Local Injection Detection
Each legitimate sender can watch for impersonation of its own CAN IDs and can raise an alarm when an unexpected source transmits one of them. The mechanism turns every legitimate sender into a localized intrusion detector and is the lowest, non-cryptographic detective shell in the CAN defense-in-depth model. SR 3.1
How Local Injection Detection Works
The node maintains a list of CAN IDs it "owns" for transmission. Its CAN driver receives all frames on the bus (CAN transceivers see every frame) and checks each one against the owned-ID list. A match without a corresponding self-transmit is flagged as a suspected injection and where possible is forwarded to the Anomaly Event Monitoring for system-level correlation.
What It Detects and What It Misses
It detects: external nodes spoofing the legitimate sender's CAN IDs. It misses: spoofing of CAN IDs owned by another node (the listening node has no a priori knowledge of "who else owns what" beyond its own list); content-only manipulation (legitimate CAN ID, malicious payload, where only the sender knows); fast spoofing followed by quick rollback during a window when the legitimate sender does not happen to transmit.

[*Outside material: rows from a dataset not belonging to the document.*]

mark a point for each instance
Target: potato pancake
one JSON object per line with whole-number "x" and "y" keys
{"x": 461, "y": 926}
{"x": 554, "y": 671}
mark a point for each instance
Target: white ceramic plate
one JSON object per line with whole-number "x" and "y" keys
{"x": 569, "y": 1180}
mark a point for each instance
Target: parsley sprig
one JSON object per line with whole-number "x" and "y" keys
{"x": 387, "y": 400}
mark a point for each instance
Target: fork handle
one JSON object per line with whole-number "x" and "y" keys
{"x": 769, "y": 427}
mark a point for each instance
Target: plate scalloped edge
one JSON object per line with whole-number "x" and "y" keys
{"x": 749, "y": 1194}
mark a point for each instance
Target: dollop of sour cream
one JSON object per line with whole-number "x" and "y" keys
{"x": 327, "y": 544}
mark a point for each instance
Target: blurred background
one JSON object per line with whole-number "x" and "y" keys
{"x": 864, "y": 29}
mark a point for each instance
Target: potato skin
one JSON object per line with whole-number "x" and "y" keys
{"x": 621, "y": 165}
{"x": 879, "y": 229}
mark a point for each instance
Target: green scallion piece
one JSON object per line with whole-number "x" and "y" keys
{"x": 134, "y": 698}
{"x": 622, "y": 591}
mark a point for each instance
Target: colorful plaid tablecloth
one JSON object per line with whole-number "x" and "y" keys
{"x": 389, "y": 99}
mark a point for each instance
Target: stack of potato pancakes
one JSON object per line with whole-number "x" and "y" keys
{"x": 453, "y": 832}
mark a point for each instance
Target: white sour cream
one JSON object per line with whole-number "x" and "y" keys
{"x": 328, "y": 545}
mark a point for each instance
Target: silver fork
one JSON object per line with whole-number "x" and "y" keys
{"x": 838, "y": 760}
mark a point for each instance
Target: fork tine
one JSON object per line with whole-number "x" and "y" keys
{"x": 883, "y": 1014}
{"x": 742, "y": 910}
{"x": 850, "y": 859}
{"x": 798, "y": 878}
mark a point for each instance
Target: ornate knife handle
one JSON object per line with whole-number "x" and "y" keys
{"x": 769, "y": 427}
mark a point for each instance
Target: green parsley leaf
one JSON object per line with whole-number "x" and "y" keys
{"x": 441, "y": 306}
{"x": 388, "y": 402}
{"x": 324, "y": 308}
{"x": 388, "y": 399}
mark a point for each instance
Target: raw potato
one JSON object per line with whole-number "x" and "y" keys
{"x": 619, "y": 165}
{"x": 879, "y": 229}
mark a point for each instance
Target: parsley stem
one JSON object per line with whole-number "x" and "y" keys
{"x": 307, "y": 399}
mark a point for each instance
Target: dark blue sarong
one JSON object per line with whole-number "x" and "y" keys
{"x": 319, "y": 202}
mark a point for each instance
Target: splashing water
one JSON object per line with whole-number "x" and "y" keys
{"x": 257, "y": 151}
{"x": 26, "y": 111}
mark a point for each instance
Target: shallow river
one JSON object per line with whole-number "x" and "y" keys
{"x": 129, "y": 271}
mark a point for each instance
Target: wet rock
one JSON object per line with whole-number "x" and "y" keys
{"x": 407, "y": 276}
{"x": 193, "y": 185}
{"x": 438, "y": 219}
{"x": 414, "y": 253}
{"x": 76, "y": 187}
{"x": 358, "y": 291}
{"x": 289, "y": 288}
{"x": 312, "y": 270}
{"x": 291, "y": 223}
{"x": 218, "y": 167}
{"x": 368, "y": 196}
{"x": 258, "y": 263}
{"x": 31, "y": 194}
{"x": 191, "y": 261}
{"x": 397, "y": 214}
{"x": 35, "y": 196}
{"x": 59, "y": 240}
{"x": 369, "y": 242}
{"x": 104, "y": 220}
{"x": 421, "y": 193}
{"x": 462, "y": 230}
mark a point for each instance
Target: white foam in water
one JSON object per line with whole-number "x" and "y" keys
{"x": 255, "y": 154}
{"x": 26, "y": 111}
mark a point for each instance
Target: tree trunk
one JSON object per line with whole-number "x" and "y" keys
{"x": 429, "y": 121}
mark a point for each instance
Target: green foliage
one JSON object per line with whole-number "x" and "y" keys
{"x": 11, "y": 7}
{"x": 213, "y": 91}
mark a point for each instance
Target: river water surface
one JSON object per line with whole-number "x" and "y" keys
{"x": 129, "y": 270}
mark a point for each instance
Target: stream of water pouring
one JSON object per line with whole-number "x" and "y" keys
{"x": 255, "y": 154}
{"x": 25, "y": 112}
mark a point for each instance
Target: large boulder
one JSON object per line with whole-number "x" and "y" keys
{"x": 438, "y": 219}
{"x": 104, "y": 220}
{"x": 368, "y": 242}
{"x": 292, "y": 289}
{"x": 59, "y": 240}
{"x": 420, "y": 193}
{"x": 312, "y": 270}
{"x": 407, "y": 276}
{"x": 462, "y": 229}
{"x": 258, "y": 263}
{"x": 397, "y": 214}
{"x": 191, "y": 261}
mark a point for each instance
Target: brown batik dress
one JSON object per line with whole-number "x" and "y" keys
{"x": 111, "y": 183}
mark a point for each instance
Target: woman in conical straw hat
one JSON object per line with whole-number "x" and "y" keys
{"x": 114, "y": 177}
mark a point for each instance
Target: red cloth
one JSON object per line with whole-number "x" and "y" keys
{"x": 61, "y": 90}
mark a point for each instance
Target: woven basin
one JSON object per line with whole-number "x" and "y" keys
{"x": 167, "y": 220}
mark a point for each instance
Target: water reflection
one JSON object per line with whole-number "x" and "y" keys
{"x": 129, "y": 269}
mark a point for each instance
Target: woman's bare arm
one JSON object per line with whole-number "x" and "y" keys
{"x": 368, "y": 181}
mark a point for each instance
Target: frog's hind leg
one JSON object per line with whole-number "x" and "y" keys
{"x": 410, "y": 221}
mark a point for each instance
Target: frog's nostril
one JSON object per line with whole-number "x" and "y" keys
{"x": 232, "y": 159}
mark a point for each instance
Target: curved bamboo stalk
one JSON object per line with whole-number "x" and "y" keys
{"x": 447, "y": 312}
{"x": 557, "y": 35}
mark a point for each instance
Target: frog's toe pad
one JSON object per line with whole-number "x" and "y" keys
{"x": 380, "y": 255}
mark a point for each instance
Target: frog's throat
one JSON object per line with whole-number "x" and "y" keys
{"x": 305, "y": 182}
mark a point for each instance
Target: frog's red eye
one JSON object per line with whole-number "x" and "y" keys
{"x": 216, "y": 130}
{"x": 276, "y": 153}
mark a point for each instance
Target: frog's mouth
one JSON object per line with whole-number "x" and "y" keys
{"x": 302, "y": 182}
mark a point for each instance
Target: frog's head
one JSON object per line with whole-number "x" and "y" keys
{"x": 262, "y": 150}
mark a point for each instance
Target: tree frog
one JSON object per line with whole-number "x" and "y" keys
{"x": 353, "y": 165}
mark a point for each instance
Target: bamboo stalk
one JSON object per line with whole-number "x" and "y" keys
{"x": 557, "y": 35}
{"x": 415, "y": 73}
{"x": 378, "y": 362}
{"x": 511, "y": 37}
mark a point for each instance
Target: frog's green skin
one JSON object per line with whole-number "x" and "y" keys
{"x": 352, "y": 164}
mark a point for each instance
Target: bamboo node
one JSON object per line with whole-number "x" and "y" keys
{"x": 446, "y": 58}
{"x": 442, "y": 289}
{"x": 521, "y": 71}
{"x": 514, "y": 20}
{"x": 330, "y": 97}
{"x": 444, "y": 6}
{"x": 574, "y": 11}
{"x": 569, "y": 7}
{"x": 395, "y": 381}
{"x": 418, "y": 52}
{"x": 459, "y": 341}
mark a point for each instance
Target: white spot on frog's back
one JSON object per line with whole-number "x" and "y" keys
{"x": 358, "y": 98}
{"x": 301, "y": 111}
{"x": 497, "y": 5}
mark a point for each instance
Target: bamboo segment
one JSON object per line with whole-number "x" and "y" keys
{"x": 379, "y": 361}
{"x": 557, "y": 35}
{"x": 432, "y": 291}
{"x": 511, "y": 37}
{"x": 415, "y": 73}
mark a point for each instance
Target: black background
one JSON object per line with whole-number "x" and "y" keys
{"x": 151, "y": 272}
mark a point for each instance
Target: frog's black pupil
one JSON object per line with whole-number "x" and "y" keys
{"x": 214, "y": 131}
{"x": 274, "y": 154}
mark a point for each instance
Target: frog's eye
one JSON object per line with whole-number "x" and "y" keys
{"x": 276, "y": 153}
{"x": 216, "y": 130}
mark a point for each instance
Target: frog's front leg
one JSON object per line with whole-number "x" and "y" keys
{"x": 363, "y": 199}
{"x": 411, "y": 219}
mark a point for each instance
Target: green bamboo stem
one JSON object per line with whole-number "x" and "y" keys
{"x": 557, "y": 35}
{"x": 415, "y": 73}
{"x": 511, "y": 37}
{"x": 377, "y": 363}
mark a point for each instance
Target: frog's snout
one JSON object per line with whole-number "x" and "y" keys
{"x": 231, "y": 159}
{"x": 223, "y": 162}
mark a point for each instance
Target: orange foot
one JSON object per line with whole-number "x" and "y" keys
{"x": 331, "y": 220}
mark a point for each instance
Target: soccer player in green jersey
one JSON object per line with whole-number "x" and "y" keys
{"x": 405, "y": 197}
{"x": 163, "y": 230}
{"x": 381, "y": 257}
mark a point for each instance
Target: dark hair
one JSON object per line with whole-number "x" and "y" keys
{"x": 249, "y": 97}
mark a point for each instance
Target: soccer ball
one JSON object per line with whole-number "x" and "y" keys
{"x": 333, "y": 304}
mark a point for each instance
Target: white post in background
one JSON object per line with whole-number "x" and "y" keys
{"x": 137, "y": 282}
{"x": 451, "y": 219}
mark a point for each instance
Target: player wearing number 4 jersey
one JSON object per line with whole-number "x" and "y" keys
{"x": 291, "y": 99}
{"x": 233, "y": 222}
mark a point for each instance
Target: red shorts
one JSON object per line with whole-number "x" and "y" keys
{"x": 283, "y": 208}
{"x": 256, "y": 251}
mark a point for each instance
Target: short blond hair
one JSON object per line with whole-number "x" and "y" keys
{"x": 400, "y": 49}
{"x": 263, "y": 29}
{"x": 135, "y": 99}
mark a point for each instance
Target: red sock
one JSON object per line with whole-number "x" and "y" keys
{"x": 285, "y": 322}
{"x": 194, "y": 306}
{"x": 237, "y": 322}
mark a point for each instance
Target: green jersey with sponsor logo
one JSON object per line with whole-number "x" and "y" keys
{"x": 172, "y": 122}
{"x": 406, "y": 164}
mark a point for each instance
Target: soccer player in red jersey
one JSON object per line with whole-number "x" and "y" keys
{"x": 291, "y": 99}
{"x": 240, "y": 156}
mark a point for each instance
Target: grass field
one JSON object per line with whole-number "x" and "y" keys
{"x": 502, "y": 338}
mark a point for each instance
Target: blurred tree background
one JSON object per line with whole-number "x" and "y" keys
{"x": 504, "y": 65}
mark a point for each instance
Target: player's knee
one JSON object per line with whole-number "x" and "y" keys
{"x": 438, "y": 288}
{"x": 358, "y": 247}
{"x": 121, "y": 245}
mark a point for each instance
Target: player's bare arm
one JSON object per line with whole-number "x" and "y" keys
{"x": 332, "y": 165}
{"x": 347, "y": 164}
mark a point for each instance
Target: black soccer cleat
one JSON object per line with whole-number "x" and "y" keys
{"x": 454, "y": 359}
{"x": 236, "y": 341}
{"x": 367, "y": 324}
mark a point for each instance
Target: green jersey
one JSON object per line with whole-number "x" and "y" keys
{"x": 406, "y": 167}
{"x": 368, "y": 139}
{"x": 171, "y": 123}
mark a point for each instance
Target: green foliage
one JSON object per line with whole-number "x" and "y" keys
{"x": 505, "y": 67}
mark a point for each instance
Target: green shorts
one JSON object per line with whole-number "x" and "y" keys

Driver-Level Throughput Limiting
Pair local injection detection with driver-level transmission rate limiting on the legitimate sender. If a malicious node attempts to flood with the spoofed ID, the legitimate sender's driver can refuse to amplify the issue and the security event is captured cleanly. This is a building block for SL2 against bus-flooding attempts.
IEC 62443 SL2 for Local Node
For inject/replay against a node with local injection detection plus rate limiting, IEC 62443 SL2 is reachable for that node's own messaging. SL3 typically requires Frame Security (cryptographic authentication and confidentiality). SR 3.1 SR 7.x
Integration with Anomaly Event Monitoring
Local injection detection is most useful when its findings
are forwarded to Anomaly Event
Monitoring with an auditable log. Standalone, the
detection lives only in the legitimate sender; integrated, it
becomes part of the system's CRA-relevant
security posture. Although forwarding the information could be
executed via CAN, this might not work if the device detecting
and transmitting the information is already under attack. The
next best solution here is stopping transmission of a secure
heartbeat. The Anomaly Event Monitoring may interpret a lost
secure heartbeat as that device being under attack.
CANcrypt's
(and SPsec's) secure heartbeat implements this concept: sender
liveness with cryptographic protection.
What This Shell Does Not Catch
Local injection detection only detects injection of frames using the listening node's own CAN IDs. It cannot detect spoofing of a different node's IDs, content-only manipulation of legitimate frames, or fast spoof-and-rollback during a window when the legitimate sender is silent. It detects but does not prevent; the injected frame still reached every receiver before the alarm fires. Pair this shell with Anomaly Event Monitoring for cross-node correlation, and with Frame Security for true prevention.
Frequently Asked Questions
Can a CAN node detect when someone else uses its CAN ID?
Yes. A node listening to its own CAN ID can detect frames using that ID that it did not transmit. This is the basis of local injection detection, a non-cryptographic shell at the data-link / network layer. The detection is local and immediate; no central authority is needed.
Does local injection detection prevent or just detect frame injection?
It detects, not prevents. Detected events are surfaced to the security event log and to Anomaly Event Monitoring for correlation. Prevention requires Frame Security (CANcrypt or SPsec).